PETALING JAYA: Uncertainty over how the government will handle the announced highway takeovers has spooked investors, sending the share prices of listed highway concessionaires tumbling.
Among the counters that were hit was Gamuda Bhd, with which the government said it had begun talks to negotiate the acquisition of concessions for four main highways in which the group owns majority stakes.
The highways included the Shah Alam Expressway (Kesas) and the SMART Tunnel, in which it owns 50% and 70% direct stakes.
The others are Lebuhraya Damansara Puchong (LDP) in which it has a 43.6% stake via its 43.6% stake in Lingkaran Trans Kota Holdings Bhd (Litrak) and the Western KL Traffic Dispersal Scheme (Sprint), in which it has an effective stake of 51.8% (a 30% direct stake and a 21.8% indirect stake via Litrak).
Gamuda shares fell 18 sen or 5.92% in a knee-jerk reaction yesterday, closing at RM2.86 following the Prime Minister’s Office’s announcement on Saturday.
The worst-hit counter yesterday, however, was Litrak, which lost 43 sen or 9.3%, closing at RM4.17.
Gamuda, in a filing with the stock exchange yesterday, confirmed that it was in talks with the government in relation to the proposed takeover.
“As the board of directors of Gamuda have a fiduciary duty to deliver fair and reasonable value to all its shareholders, Gamuda has to ensure that the proposed transaction would be based on market valuation norms and practices,” it said in the filing, adding that further announcements would be made later.
CGS-CIMB Research, in a note yesterday, said checks with Gamuda had indicated that initial negotiations would be on a willing buyer-willing seller basis.
“At this juncture, the company foresees no risk of forced acquisition or expropriation,” it said.
However, depending on how negotiations pan out, the continuity of highway concession revenues and earnings was a longer-term concern, it said.
Without this, Gamuda would be left only with construction and property as its two main business segments.
As of the first quarter of financial year 2019 (FY19), Gamuda’s water and expressway concessions made up 42% of its pre-tax profit.
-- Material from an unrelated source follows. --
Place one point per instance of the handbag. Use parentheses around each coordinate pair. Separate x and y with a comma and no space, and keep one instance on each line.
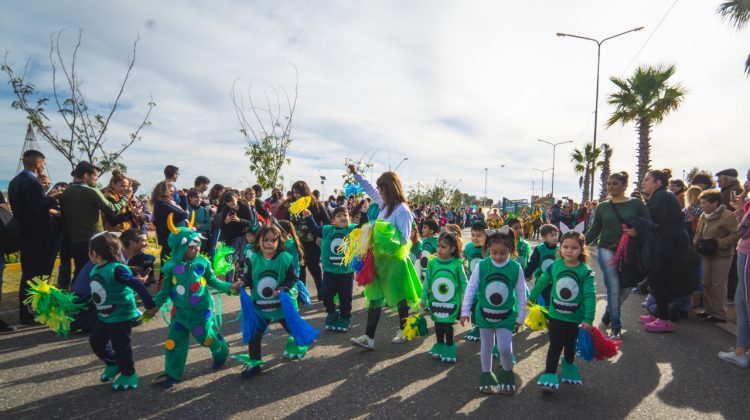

Property development made up 18%, while construction and engineering constituted 41%.
“The deal would be negative to Gamuda if the valuation/offer price does not take into account the future earnings of the toll concessions or does not compensate Gamuda for the loss in future toll revenue over the remaining period of the concessions,” it said in a note.
The research house added that it was too early to conclude if the government would invoke the expropriation clause, “but the risk of such a move should not be discounted at this juncture”.
In May last year, CGS-CIMB noted that the expropriation clause, which is of national interest, was inserted in all highway concession agreements.
According to the report, the government only needed to provide the operators with a three-month notice.
As for Litrak, which owns the LDP and a 50% stake in Sprint, MIDF Research said while it was initially aware of the possible takeovers, the move had come sooner than expected.
However, it has maintained its “buy” call on the counter, with an unchanged target price of RM4.92, saying Litrak was still a defensive play with decent dividend yields of 7.3% for FY20.
The research house expected the impact to Litrak’s earnings to be net negative, as the move would result in an earnings vacuum.
“However, we opine that it is too early to ascertain the impact, as we are lacking details,” it added.
Taliworks holds two concessions, including for the Cheras Kajang Expressway, while IJM Corp holds four, including one together with WCE Holdings Bhd for the West Coast Expressway.
Ekovest Bhd shed 3.5 sen to close at 56.5 sen, while WCE Holdings was down 2.5 sen at 52 sen.
RHB Research, in its report on the construction and engineering sectors, said the government’s recent acquisition of the Eastern Dispersal Link Expressway from Malaysian Resources Corp Bhd could be used as a precedent in determining the buyout price.
For that transaction, the settlement sum of RM1.32bil was based on the total cost of developing the highway, known as highway development expenditure. It said, this method could undervalue toll concessions.
“We believe that a middle ground can be established if both parties are able to agree on a price that takes into account a reasonable rate of return on future cash flows,” it said.